I find the strong Fréchet derivative of $\Phi(h,\psi(h))$, where $\Phi:T_0\times T_\xi\to Y$ with $T_0, T_\xi, Y$ Banach spaces and $\psi:T_0\to T_\xi$ is strongly differentiable in $0$, evaluated in $h=0$, as $\Phi'_h(0,0)+\Phi_{\xi}'(0,0)\psi'(0)$ in Kolmogorov-Fomin's Элементы теории функций и функционального анализа, p. 499.
I think there is some chain rule similarly to the case of $F:\mathbb{R}^2\to\mathbb{R}$ differentiable in $(x,y)$ and $f,g:\mathbb{R}\to\mathbb{R}$ differentiable in $t$, for which we have the equality $$\frac{d}{dt}F(f(t),g(t))=f'(t)\frac{\partial }{\partial x}F(f(t),g(t))+g'(t)\frac{\partial }{\partial y}F(f(t),g(t))$$
Nevertheless, I know a proof of this latest equality using matrices, which I cannot adapt to verify whether something analogous holds for strong derivatives of maps between Banach spaces. How can an equality such as $\frac{d}{dh}\Phi(h,\psi(h))|_{h=0}=\Phi'_h(0,0)+\Phi_{\xi}'(0,0)\psi'(0)$ be justified?
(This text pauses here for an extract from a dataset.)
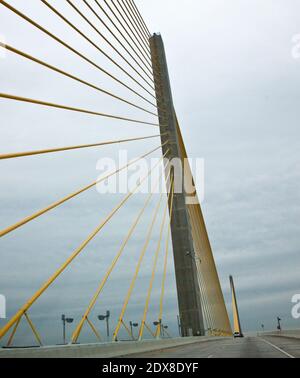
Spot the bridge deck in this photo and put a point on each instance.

Does soemthing like the chain rule I quoted applies? If it does, how can it be proved? I only know that if $X,Y,Z$ are Banach spaces, $F:X\to Y$ is strongly differentiable in $x_0$ and $G:Y\to Z$ is strongly differentiable in $y_0=F(x_0)$, then $(G\circ F)'(x_0)=G(F(x_0))F(x_0)$. Thank you very much!!!